Kyoto Arts Center is an interesting spot to visit, a converted elementary school with its rooms now serving as exhibition spaces and an information center with details of hundreds of events and exhibitions across Kansai and beyond. One of the rooms was turned into a cafe, and after a look round the Center I stopped off there for lunch.
The style inside is very elegant, with furnishings of dark wood, small tables around the walls and a larger one in the middle. It reminded me somewhat of an old-school English high street teahouse, with its lace curtains, ornately colorful lampshades, silver tableware, waitresses in aprons and white blouses. However, the atmosphere is warm and casual rather than stuffy: the background music is unintrusive soft jazz, and there was a lively mixed lunchtime crowd of office staff, grandparents with toddlers, university students, and ladies on a break from shopping. Only the cushioned benches around the sides and some wear on the walls hint that it used to be a schoolroom, one where my waitress told me she had used to study before it became the Arts Center.

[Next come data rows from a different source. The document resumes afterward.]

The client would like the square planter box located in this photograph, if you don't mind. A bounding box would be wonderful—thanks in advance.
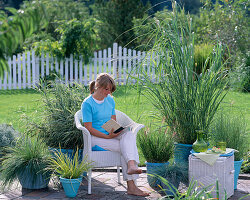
[188,154,234,199]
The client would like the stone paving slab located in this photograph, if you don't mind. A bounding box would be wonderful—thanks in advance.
[0,171,250,200]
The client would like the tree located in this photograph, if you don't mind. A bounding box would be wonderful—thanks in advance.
[0,3,47,77]
[92,0,150,48]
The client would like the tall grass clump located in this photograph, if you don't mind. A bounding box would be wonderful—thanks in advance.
[27,80,87,149]
[0,124,19,159]
[136,2,227,144]
[137,127,174,163]
[48,148,92,179]
[0,135,51,187]
[210,112,250,161]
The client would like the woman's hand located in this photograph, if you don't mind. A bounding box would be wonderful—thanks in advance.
[108,128,121,139]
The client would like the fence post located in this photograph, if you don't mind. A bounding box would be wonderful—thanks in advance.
[7,57,12,90]
[113,43,118,79]
[22,53,26,89]
[27,51,31,88]
[123,48,127,85]
[17,53,22,90]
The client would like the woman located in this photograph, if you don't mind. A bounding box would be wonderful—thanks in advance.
[82,73,149,196]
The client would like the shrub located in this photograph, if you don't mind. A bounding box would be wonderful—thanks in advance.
[27,80,86,149]
[138,128,173,163]
[138,3,227,144]
[210,112,248,161]
[0,124,19,158]
[241,151,250,174]
[0,135,51,187]
[230,52,250,92]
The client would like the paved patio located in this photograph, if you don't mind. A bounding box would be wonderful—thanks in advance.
[0,170,250,200]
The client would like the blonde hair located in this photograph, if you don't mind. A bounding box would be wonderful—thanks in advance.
[89,73,116,94]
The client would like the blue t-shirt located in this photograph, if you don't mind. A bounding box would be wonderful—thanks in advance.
[82,95,115,135]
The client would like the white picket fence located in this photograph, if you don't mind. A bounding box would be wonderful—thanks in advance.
[0,43,155,90]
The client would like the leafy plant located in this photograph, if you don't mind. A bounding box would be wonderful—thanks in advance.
[241,151,250,174]
[0,3,47,76]
[230,52,250,92]
[92,0,149,48]
[157,176,223,200]
[148,164,188,193]
[27,80,86,149]
[0,135,51,187]
[210,112,249,161]
[0,124,19,158]
[138,124,173,163]
[136,3,227,144]
[48,148,92,179]
[58,18,97,62]
[194,43,213,74]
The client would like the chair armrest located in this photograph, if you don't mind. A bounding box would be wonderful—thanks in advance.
[75,111,91,153]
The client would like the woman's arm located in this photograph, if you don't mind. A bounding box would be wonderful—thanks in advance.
[84,120,120,139]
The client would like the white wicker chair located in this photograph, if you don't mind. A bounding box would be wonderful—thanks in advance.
[75,110,144,194]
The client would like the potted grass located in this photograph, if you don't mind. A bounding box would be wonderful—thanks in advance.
[134,2,227,165]
[48,149,92,197]
[138,127,174,194]
[0,135,51,189]
[210,112,249,190]
[26,78,86,160]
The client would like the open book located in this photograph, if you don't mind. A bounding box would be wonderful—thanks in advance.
[102,119,133,133]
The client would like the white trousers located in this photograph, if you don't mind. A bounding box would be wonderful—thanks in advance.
[91,131,140,181]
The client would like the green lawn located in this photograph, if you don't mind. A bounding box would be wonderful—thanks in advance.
[0,86,250,164]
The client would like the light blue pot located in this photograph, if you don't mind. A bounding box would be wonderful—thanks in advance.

For my lunch I chose an extra-large 'beef gristle curry', which I assume sounds more appetizing in Japanese. It was worth paying the extra ¥100 to increase the size, because it really did fill me up, with plenty of vegetables mixed in with the meat in a typically mild but tasty Japanese curry sauce.
They have a comprehensive English menu with a good range of dishes and something called a 'Lady's Healthy Lunch', which has smaller sizes of dishes served with a side salad. There's also a beef curry for ¥680, which like mine can be made bigger or, for a ¥50 reduction, smaller. With most dishes you can add a drink for ¥200 or a salad for ¥100. Spaghetti dishes at around ¥700 include Vongole (clams in a white wine sauce) and chicken cream, and sandwiches cost ¥700-¥800, or ¥1250 for the roast beef. Coffees cost between ¥400 and ¥700 (for a Blue Mountain Mix), and there's also an intriguing-sounding Uji Green Tea Caffe Latte. Also at the entrance there's a display case full of fresh cakes; on the day I visited there were a cheesecake, a tiramisu and a strawberry cake.
It's right in the center of the city, just a couple of minutes from Shijo station on the Karasuma subway line, or Karasuma station on the Hankyu line. If you're in the area, it's definitely a good place to stop off for lunch or an afternoon tea and cake.